The function f  as a member of big-O just says that f is a function that does not grow faster than a function g times a constant multiplier (c); for a for numbers greater that a certain breakpoint (B). In simple terms, for n>no, f(n) tracks cg(n).

Knowing this, there are two possibilities for an algorithm: f(n) either tracks c(g(n) or it does not. One has to either prove or disprove this.

To prove, it must be shown to be f(n) <= cg(n), for a set of conditions c and B. To disprove, one must prove the negation of the statement. One must find an instance of n as a function of c and B for which the negation is valid.

Simple to say, not so easy to do.

The logic course is coming together with computer science. Actually, CSC165 is now related to CSC148. In the lab, we began to look at the time different approaches to trees take during a sort. We timed these different approaches and concluded that insertions take much longer than recursion.

In CSC165 we have been looking at for loops but I imagine that soon we will look at recursion. We will then calculate the ceiling and floor a set of code takes.

Frustrating assignment

I believe that my partner an I finished the assignment. For the most part we believe that the proofs are well formed. That the conclusion follow the statements presented. However, studying for the midterm I looked at books in order to get some extra questions to prepare. What I noticed was that each author has a different structure to the proof. The components necessary to construct a formal proof are there but the presentation is very different. I is not clear that there exists an accepted structure to proofs that most, if not all follow.

So knowing this, I wonder what is right? Do different TA's bring a different perception of what a good proof is? I am sure that an answer sheet is provided but it is unlikely that all students will have the exact same proof structure.

For instance, should a variable include a subscript when it is being instantiated? Even in this course, some have them, some do not. It is difficult to decide - so I guess to be safe we should include them.

How to deal with x + y in floor proofs

During my trying to do assignment 2, I stumbled into a nice way of restating stuff like x + y. Actually y can be a variable or an integer. The following is just a sketch that can prove useful; it assumes y is a variable:

To make it easier, [x] means floor of x

x + y = x  + [x] -[x] + y + [y] - [y]

= x-{x}+ y - {y] + [x] + [y] 

but x - [x] < 1. the same for y (from class notes)

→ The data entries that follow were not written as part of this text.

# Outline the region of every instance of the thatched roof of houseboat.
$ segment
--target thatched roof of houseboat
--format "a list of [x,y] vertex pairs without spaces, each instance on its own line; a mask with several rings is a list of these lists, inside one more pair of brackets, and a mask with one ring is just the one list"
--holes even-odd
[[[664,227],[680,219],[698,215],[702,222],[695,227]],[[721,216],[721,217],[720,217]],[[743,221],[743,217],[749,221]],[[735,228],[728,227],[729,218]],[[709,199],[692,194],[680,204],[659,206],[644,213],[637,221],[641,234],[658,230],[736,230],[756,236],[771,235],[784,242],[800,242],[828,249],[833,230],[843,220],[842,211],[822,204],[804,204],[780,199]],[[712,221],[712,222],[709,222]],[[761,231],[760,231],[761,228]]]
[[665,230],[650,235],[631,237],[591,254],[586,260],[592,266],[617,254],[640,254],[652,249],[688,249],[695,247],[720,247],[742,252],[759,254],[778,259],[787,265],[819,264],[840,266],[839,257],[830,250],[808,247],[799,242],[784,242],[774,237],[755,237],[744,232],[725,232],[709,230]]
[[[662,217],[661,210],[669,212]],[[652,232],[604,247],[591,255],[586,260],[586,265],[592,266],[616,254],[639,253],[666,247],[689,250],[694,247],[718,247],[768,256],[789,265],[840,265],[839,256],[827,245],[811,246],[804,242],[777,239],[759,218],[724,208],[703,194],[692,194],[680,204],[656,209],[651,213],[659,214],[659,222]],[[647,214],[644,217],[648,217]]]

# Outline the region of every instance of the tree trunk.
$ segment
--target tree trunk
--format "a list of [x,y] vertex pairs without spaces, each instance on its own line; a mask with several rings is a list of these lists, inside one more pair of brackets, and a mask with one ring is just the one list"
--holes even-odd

Therefore: x + y < [x] +[y] + 2

How is this useful?

Thy this on the limit proof on the assignment to set d as a function of epsilon.

Post midterm

One of the things that I find frustrating is the typing of the symbols. Latex has too much overhead for a slow typist. Word can be adapted to get all the symbols but it usually takes a lot of cut and paste. However, I found a new way. One can set up symbol shortcuts using ctrl and alt keys. This has helped me a lot lately.

A post midterm topic are mathematical proofs. I still do not get the limit proof. This is the second time it has been presented but I cannot follow it. The other proof that I find difficult is the prime number one. I need to study both much more closely. Perhaps using external sources.